- He is stupidly in love with his best friend, cheerleading dynamo Cameo "Appearance" Parnell.
- He is also trying to score (points) with earthbound tennis-playing goddess Caroline Richardson.
- He is fighting a losing battle with Irritable Bowel Syndrome.
- He rocks a touché array of pop-culture references, jokes, and puns.
- His family cookie life is about to crumble.
Root for Jay as he exchanges ego-blows with his mortal enemy, gets awkward around his dream girl(s), loses his marbles in a Bermudian love triangle, watches his parents' relationship implode, and, finally, learns to keep it real and be himself(ish)." (inside jacket cover)
At first I was really excited about reading this book for my YA Lit class...The picture on the cover was appealing, not to mention it comes stamped with a promise of "You'll laugh. You'll cry. You'll feel awkward by association.", and the "random bullet points" sounded like the story had the potential to be great (though I don't think Jay ever found himself in the midst of a love triangle - at least not the kind typical to today's YA series). Not to mention, I loved Gilmore Girls for their quick wit and often subtle pop-culture references, and am quite the sarcastic person myself. I'll admit, I definitely started out laughing, and the narrative did make for a very quick read (I think I finished it in about 2 days). I also enjoyed the short and creatively titled chapters. But...here comes the but...
About halfway through the book, trying to keep up with Jay's pop-culture references started becoming wearisome - it felt like there was at least one in every paragraph. Remember those "creatively titled chapters" I mentioned earlier? They are creative in the sense that each one is a "Track" in Jay's "Playah-List" of life, and each one is a real song title that has been slightly changed or added to to hint at what is to come in the chapter. It's really quite amazing the author was able to find so many songs to do this with - 42 to be exact. Confused? I don't blame you. Take for instance, chapter ("track") two. Instead of Tina Turner's "What's Love Got to Do with It", the chapter is entitled "What's Vicky's Secret Got to Do with It?" when Cameo is convinced Jay's mom is hiding a dark secret in her underwear drawer. (For those of us curious enough to want to know what the actual songs were, that list is included at the end of the book.) These songs range from Beatles songs to Fleetwood Mac, to Katy Perry and Lady Gaga, leading to the question...seriously, Mr. Clark? You think teenagers are going to understand half of the things Jay is saying? I feel like the author is trying to start by writing a classic - spanning generations. Also, at some point in the book Jay develops such a gargantuan vocabulary that I had to get out a dictionary. I'm sorry, but does ANY teen on the face of the planet (other than maybe spelling bee fanatics) know what the words epiglottis or somnambulant mean? (Look at that, even Google Chrome doesn't recognize the latter as a word!)

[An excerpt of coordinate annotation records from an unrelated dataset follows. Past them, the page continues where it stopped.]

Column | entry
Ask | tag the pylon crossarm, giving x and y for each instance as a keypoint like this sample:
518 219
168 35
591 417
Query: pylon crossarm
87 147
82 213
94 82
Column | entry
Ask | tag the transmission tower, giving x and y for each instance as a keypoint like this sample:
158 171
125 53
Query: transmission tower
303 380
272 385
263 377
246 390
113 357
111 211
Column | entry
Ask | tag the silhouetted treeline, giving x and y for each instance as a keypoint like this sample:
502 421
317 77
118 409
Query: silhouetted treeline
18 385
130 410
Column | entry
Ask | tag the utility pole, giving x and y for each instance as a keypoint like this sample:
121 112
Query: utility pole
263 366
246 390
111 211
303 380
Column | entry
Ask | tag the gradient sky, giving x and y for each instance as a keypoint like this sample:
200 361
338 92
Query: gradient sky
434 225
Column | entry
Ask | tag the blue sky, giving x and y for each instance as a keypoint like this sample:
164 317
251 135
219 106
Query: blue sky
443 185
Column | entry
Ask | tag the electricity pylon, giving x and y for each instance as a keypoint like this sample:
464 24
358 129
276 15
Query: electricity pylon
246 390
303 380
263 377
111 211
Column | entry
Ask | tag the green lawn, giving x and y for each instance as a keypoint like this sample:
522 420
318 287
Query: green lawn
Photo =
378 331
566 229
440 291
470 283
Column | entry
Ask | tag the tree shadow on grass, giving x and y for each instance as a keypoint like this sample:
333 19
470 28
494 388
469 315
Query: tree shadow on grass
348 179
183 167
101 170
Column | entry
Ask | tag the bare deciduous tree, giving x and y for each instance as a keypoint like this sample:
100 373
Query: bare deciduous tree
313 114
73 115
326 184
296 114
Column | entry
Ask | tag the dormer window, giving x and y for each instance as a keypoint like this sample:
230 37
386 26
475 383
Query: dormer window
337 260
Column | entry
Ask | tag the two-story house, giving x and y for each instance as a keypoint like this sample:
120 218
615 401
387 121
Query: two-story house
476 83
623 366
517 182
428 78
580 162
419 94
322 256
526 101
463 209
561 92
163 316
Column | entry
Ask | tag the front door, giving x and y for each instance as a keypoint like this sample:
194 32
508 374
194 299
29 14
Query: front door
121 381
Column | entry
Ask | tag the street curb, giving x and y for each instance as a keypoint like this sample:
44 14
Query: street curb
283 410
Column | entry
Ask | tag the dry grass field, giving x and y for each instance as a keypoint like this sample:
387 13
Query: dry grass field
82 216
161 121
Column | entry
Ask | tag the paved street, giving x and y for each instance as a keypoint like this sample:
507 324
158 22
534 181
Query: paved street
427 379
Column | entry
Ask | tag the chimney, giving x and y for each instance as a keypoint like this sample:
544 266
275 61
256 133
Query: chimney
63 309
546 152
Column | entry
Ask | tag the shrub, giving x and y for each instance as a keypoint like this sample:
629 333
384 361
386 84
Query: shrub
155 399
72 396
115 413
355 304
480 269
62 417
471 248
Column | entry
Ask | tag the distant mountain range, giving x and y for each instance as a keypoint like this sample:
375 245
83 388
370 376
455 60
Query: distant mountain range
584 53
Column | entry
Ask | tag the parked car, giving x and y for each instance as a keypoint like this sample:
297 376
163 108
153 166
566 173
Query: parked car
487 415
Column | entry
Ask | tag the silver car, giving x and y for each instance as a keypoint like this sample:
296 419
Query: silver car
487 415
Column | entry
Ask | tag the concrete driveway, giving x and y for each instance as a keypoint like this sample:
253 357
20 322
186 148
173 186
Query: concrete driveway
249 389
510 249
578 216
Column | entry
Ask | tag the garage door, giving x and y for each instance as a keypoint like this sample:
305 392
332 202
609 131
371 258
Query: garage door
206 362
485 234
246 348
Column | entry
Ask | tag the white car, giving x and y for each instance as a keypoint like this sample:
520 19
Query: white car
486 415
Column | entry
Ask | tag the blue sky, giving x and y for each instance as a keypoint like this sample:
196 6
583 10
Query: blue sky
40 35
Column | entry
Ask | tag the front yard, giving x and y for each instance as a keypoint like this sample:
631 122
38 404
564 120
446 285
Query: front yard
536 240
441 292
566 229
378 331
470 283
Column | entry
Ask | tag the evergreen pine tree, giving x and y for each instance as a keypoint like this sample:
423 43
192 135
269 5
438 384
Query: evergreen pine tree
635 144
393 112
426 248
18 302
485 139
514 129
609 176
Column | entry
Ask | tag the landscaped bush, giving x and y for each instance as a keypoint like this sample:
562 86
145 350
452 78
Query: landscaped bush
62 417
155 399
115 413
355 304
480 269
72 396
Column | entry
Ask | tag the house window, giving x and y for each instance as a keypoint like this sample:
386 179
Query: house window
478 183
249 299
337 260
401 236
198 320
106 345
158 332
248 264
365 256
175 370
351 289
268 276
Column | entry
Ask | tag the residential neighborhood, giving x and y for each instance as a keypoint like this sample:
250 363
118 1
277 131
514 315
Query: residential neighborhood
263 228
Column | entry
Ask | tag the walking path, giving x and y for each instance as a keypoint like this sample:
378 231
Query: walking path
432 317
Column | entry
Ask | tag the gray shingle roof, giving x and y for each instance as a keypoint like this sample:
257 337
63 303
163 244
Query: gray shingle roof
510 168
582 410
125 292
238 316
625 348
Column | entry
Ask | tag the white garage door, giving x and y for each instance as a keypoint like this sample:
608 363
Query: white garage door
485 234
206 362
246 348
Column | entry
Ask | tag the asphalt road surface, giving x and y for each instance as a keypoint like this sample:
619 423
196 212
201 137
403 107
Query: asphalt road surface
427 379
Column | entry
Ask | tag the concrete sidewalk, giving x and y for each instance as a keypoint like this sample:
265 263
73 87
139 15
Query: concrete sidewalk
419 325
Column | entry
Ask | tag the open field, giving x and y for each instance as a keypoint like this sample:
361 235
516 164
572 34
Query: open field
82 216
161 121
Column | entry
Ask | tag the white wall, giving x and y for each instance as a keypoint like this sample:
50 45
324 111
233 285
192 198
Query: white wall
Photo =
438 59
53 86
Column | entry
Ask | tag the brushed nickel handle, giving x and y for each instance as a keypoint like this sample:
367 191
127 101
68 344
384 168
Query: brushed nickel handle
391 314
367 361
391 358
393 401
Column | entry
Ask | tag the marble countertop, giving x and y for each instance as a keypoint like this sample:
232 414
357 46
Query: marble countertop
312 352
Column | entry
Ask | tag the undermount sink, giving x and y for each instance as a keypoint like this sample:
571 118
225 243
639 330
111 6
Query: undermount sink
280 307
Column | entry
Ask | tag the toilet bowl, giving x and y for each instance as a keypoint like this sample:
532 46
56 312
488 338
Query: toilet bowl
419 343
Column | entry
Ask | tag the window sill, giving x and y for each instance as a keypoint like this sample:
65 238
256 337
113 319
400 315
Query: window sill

On some levels, I do feel that teens will be able to relate to the story. No doubt they will understand at least some of the pop culture references, and will likely connect with Jay's manner of speaking (like using variations of and/or making up entirely new words to use in lieu of cursing). They will also probably relate to at least some of the problems Jay faces throughout his story.
Unfortunately, any character outside of Jay's family (except maybe Cameo) isn't really developed, apart from his strange teacher Ms. Lambert, who likes to spend her time with Jay trying to "outdo each other with witticisms." (p. 159) She really started to annoy me, and I felt that her voice was often just as immature as Jay's. Frankly, if this is a realistic depiction of teachers, my children will be homeschooled until college.
While this book is supposed to be a coming-of-age/self-discovery novel of-sorts, I felt that (out of it's 272 pages) Jay actually spent the equivalent of 28 pages (or less) "learning" anything, the other 244(ish) pages were spent on sarcastic pop-culture overkill.
Amazon recommends this book for ages 14 and up, a rating I find fair.